Accounts Payable – How much your business owes to your suppliers.

Short Term Debt: Loans maturing within 1 year.

Non-current liabilities: debts or obligations that do not mature this year.

Long Term Debt: Loans and financial obligations with a duration greater than 1 year.

Deferred Long-Term Liability Charges: Tax liabilities to be paid next year. They can also include contractual forward obligations such as swaps and derivatives. It is best to refer to the footnotes of the financial report to better understand what they are made of.

Capital of the shareholders: Claim of the owners on the assets of the company. For a publicly traded company like Apple, it is the amount of cash you receive in exchange for “shares” in the company. It also includes the retained earnings (defined below) that a business can accumulate over time.

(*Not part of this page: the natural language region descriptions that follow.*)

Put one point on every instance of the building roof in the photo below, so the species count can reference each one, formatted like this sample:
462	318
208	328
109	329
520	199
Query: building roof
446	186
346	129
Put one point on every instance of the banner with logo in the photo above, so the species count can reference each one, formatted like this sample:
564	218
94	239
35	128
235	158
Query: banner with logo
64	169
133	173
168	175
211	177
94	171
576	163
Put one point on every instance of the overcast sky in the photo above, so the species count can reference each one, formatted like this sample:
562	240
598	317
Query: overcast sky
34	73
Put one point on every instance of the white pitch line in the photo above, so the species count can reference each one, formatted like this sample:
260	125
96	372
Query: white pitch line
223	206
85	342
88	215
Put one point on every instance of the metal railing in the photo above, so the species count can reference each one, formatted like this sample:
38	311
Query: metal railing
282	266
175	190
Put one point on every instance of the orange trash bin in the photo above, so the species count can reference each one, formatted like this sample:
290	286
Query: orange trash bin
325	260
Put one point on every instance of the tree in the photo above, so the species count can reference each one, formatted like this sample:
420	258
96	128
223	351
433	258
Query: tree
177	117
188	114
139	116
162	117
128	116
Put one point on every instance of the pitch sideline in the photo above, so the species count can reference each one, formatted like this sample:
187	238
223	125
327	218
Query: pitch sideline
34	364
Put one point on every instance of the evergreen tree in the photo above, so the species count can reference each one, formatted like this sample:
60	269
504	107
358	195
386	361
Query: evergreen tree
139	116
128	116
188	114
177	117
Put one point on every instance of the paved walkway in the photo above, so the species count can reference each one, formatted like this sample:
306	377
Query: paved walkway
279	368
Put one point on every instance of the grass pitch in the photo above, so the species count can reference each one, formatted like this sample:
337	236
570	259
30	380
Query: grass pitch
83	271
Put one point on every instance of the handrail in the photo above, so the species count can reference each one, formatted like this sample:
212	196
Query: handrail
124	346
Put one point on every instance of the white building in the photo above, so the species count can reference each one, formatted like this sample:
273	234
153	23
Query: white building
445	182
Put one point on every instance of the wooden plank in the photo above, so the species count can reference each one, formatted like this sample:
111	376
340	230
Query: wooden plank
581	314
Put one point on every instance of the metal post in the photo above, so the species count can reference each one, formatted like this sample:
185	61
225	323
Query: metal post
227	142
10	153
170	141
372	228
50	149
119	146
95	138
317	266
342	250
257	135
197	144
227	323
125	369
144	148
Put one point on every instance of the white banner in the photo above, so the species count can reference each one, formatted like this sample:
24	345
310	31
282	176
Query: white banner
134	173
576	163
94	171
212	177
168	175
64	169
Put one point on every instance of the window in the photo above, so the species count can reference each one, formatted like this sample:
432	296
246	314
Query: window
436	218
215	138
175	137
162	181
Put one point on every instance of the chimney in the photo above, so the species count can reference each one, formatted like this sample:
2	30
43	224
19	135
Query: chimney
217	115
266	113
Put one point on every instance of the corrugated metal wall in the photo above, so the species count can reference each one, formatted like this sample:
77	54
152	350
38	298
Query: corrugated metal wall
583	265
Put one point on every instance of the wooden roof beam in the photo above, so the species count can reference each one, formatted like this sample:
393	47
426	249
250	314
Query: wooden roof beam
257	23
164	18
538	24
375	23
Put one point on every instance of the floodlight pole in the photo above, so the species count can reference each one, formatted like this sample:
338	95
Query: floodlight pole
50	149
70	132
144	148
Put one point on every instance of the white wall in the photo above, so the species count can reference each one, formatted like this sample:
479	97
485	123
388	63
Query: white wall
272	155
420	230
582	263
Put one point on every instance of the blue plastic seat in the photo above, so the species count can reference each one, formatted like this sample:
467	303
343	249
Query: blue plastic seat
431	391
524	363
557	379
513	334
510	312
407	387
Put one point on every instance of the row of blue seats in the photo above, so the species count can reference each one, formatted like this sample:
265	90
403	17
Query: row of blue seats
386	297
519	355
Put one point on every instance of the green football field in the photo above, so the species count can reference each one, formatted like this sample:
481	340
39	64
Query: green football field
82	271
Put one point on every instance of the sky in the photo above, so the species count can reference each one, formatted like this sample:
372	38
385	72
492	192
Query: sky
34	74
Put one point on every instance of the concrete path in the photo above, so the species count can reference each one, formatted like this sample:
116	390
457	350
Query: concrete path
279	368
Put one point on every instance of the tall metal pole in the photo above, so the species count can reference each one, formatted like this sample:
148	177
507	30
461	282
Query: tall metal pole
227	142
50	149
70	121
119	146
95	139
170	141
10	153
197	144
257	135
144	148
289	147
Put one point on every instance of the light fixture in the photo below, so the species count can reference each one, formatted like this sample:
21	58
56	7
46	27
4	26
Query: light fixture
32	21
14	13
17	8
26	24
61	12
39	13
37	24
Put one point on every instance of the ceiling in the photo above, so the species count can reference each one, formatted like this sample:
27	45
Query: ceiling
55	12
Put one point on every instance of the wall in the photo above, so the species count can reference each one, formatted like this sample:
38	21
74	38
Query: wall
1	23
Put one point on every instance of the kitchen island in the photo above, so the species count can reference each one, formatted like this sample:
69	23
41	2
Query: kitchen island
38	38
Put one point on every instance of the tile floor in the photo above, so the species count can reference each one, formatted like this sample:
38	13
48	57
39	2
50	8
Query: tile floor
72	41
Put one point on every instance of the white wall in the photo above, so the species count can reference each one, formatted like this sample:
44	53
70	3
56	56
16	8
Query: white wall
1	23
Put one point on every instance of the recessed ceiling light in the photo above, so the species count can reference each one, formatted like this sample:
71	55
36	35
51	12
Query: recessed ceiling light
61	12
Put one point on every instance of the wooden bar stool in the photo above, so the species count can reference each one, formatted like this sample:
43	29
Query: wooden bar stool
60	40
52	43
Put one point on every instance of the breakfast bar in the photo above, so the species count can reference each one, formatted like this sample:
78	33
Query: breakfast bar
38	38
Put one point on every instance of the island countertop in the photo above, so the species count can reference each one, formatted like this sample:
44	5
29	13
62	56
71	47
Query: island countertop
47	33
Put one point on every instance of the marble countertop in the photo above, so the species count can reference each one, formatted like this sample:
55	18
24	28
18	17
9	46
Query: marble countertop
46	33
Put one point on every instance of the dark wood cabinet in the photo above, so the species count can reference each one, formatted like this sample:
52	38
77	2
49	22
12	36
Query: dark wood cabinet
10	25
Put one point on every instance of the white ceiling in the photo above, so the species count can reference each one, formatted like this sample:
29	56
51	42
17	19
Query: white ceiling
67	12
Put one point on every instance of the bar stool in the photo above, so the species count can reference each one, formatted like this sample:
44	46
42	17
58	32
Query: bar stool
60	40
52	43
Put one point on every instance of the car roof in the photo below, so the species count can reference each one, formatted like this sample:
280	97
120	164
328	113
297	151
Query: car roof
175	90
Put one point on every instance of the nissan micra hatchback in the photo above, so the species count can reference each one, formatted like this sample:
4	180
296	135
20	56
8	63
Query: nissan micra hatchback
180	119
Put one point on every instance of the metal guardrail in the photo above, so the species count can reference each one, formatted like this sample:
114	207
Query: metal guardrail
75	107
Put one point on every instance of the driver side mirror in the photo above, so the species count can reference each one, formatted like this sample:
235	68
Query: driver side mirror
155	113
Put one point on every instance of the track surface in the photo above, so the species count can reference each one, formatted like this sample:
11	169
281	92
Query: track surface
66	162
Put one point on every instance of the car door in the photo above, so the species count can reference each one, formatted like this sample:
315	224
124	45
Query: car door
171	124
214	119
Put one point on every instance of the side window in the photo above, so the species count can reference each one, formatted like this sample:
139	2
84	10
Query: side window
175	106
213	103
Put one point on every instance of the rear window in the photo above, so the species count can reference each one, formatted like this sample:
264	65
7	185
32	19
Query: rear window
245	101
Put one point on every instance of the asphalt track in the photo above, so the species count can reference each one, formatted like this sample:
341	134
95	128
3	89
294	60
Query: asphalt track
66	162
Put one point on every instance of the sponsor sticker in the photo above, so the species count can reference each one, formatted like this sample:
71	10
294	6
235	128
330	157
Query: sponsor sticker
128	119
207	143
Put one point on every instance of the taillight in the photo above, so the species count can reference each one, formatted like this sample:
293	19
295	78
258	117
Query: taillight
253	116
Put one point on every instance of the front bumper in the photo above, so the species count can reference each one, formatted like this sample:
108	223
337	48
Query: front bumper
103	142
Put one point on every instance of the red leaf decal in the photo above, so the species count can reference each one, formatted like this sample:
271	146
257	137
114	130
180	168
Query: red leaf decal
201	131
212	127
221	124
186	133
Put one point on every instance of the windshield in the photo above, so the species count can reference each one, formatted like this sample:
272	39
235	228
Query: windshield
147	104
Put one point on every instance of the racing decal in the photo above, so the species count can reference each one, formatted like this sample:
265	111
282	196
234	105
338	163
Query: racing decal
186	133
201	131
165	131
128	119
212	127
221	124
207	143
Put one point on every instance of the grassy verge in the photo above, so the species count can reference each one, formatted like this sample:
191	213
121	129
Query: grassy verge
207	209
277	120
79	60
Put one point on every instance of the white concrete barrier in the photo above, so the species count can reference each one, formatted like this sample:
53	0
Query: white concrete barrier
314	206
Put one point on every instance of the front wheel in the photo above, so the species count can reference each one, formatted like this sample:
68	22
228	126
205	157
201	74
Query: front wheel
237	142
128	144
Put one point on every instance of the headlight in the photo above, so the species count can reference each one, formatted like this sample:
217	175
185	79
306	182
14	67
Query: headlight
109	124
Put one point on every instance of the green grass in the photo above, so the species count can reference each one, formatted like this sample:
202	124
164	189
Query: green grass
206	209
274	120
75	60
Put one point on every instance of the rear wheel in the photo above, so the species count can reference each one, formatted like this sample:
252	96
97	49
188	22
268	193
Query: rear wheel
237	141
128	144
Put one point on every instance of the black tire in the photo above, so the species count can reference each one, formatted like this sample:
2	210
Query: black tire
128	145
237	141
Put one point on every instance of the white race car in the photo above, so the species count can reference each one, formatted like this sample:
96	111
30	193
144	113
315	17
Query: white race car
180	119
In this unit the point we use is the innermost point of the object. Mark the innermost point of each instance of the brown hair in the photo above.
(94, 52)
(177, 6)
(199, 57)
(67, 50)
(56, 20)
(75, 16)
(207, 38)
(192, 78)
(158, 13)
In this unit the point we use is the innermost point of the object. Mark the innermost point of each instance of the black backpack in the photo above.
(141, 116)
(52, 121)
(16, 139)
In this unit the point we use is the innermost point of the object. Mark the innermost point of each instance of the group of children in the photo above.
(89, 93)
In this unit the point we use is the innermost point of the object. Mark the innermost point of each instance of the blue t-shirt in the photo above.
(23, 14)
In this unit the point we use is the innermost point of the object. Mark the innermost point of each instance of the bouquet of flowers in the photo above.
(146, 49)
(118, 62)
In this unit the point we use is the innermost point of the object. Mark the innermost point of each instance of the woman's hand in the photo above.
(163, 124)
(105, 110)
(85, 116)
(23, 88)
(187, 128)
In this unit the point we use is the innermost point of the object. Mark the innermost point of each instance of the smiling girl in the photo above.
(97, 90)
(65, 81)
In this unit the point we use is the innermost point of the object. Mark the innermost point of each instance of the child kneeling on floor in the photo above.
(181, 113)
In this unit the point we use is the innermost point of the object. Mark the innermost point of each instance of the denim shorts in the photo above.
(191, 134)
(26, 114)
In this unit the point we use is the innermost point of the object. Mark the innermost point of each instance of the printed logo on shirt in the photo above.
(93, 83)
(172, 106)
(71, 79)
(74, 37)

Preferred Stock – A type of stock that has a greater claim on the assets of a company than ordinary shares in the event of liquidation. This stock pays a dividend, however the price does not appreciate as quickly as ordinary shares. Preferred shareholders do not have the right to vote.

Common Stocks: Common stocks have the lowest priority level over a company’s assets. The price of common stocks generally appreciates faster than stocks and preferred bonds. You probably have common stocks in your investment portfolio.

Retained earnings: earnings that are reinvested in the business.

Treasury shares: shares that a company maintains in its own treasury. They may come from a buyback or they were never issued to the public in the first place.

Capital surplus: capital that cannot be classified as equities or retained earnings. Usually shares that were issued at a premium over their value.

There are many pieces to the balance sheet and you may feel a bit overwhelmed reading each definition. Don’t worry, we’ll only focus on a few of these elements when looking at a business investment. That being said, it is critical that you understand how a business is organized financially. I hope I was able to help you with this.